Sie steht neben dem Herzogspalast, und darum fällt es schwer, sie anzusehen: Wer nach Urbino kommt, kommt wegen Federico da Montefeltro und wegen Raffael und durchquert den Dom zerstreut. Dabei war es Federico selbst, der ihn in den achtziger Jahren des fünfzehnten Jahrhunderts neu bauen ließ, nach einem Entwurf, der Francesco di Giorgio Martini, seinem Architekten, zugeschrieben wird: eine nüchterne Basilika mit drei Schiffen auf weißen Pfeilern, ohne Schmuck, wie er es mochte. Von jener Kirche ist fast nichts geblieben: Das Erdbeben von 1781 ruinierte die Fassade, das von 1789 ließ die Kuppel einstürzen, und der Wiederaufbau wurde Camillo Morigia und Giuseppe Valadier anvertraut, dem größten klassizistischen Architekten Roms, der ihn 1801 vollendete.
Sehenswertes
Die Fassade aus Furlo-Stein mit ihren fünf Statuen, den drei theologischen Tugenden am Giebel und dem heiligen Augustinus und dem heiligen Johannes Chrysostomus an den Schrägen; am Fries die Inschrift, die der Universität von Urbino dafür dankt, dass sie das Dach bezahlt hat, etwas, das man selten auf einer Kathedrale liest. Die Freitreppe mit Balustrade von 1859, links der Stadtpatron Crescentinus und rechts der selige Mainardo: Dort sitzen die Studenten in der Sonne.

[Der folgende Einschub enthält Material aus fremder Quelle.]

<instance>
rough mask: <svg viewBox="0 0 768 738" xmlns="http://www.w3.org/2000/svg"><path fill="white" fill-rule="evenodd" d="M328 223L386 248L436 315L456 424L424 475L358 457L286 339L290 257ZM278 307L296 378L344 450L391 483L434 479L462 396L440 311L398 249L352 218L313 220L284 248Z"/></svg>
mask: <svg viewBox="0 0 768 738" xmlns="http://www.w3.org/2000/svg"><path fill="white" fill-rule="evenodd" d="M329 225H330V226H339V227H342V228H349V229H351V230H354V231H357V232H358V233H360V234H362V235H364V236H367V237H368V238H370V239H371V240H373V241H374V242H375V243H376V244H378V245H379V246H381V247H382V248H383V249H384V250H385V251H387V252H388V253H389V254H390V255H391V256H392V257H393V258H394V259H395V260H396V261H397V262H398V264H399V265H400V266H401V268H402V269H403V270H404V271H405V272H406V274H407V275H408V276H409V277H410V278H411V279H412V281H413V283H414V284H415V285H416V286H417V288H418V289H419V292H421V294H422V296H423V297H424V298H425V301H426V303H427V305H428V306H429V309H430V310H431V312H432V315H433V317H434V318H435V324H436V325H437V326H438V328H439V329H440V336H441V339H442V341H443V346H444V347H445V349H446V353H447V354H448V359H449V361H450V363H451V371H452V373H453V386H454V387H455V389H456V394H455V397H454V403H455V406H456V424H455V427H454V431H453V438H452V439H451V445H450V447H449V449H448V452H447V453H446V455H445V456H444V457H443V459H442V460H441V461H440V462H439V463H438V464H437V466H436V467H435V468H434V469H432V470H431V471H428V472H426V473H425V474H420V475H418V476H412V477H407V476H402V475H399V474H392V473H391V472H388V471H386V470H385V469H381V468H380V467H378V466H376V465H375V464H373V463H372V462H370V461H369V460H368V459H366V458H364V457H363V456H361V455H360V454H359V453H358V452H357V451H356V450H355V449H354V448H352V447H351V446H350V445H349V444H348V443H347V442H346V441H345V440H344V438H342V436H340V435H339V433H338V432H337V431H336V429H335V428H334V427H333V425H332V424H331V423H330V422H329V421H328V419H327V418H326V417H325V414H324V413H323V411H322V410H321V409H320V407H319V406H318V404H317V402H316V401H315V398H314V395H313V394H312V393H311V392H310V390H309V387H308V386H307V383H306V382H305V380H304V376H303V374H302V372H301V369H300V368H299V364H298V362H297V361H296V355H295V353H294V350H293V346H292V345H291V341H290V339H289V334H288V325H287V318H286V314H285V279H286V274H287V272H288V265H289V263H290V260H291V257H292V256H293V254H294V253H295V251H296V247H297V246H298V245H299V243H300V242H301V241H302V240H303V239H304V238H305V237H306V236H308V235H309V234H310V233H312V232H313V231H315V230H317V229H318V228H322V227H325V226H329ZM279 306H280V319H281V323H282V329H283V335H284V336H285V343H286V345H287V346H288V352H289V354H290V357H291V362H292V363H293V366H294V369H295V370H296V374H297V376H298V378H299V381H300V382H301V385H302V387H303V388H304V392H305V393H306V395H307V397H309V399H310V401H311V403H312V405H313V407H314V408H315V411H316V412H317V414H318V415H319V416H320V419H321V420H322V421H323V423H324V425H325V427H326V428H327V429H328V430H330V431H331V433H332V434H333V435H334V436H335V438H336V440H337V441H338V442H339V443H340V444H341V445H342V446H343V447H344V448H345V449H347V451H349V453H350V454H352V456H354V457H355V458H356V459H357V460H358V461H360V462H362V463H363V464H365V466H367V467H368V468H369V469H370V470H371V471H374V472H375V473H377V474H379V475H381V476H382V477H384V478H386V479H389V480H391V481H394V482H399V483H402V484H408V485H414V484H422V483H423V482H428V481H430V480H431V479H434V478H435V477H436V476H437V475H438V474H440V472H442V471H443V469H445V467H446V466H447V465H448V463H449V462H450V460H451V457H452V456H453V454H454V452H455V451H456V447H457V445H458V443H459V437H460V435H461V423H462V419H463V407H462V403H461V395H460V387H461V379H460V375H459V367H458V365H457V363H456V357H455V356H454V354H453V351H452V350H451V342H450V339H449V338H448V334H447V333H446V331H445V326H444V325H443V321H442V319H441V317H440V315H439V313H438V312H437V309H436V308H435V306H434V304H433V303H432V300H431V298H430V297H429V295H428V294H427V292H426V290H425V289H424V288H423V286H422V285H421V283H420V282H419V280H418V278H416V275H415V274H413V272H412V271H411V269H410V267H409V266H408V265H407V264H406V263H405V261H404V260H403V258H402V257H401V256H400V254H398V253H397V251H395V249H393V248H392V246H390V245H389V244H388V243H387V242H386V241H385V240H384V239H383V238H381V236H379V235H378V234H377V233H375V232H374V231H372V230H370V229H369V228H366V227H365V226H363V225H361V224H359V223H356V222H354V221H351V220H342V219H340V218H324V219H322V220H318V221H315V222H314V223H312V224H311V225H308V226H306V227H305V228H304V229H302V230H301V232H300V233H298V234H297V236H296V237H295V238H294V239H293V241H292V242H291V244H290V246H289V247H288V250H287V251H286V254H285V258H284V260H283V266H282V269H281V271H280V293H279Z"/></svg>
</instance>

Innen der Valadier: drei weiße Schiffe mit Tonnengewölben, die Kassettenkuppel über der Vierung, die Stuckarbeiten und Engel von Antonio Trentanove und Francesco Antonio Rondelli und ein kaltes, geordnetes Licht, das das Gegenteil des Barock ist. In den Kapellen die Übertragung des Heiligen Hauses von Claudio Ridolfi und Leinwände des siebzehnten Jahrhunderts; und darunter, im Albani-Museum in der Sakristei, die aus der alten Kirche geretteten Stücke und der Schatz. Die Kirche wurde 2020 nach vier Jahren Arbeit wiedereröffnet, um die Schäden des Erdbebens von 2016 zu beheben: Hier sind Erdbeben eine Konstante.
Der Besuch
Der Dom liegt an der Piazza Duca Federico neben dem Herzogspalast und der Nationalgalerie der Marken; Eintritt frei zu Kirchenzeiten mit Mittagsschließung, das Albani-Museum hat eigenes Ticket und eigene Zeiten. Eine halbe Stunde, zusätzlich zu den zwei oder drei des Herzogspalasts. Der beste Platz ist die Freitreppe am Ende des Tages, wenn die Studenten herauskommen.
Tipp der Redaktion
Treten Sie nach dem Herzogspalast ein, nicht davor: Nach Federicos Studiolo und Pieros Geißelung bringt eine weiße, leere klassizistische Kirche den Kopf wieder in Ordnung, und man versteht den Geschmack des Herzogs besser, wenn man sieht, was sein Architekt hier vorhatte. Dann lesen Sie die Inschrift am Fries: Eine Universität bezahlt das Dach der Kathedrale, und urbinatischer geht es nicht.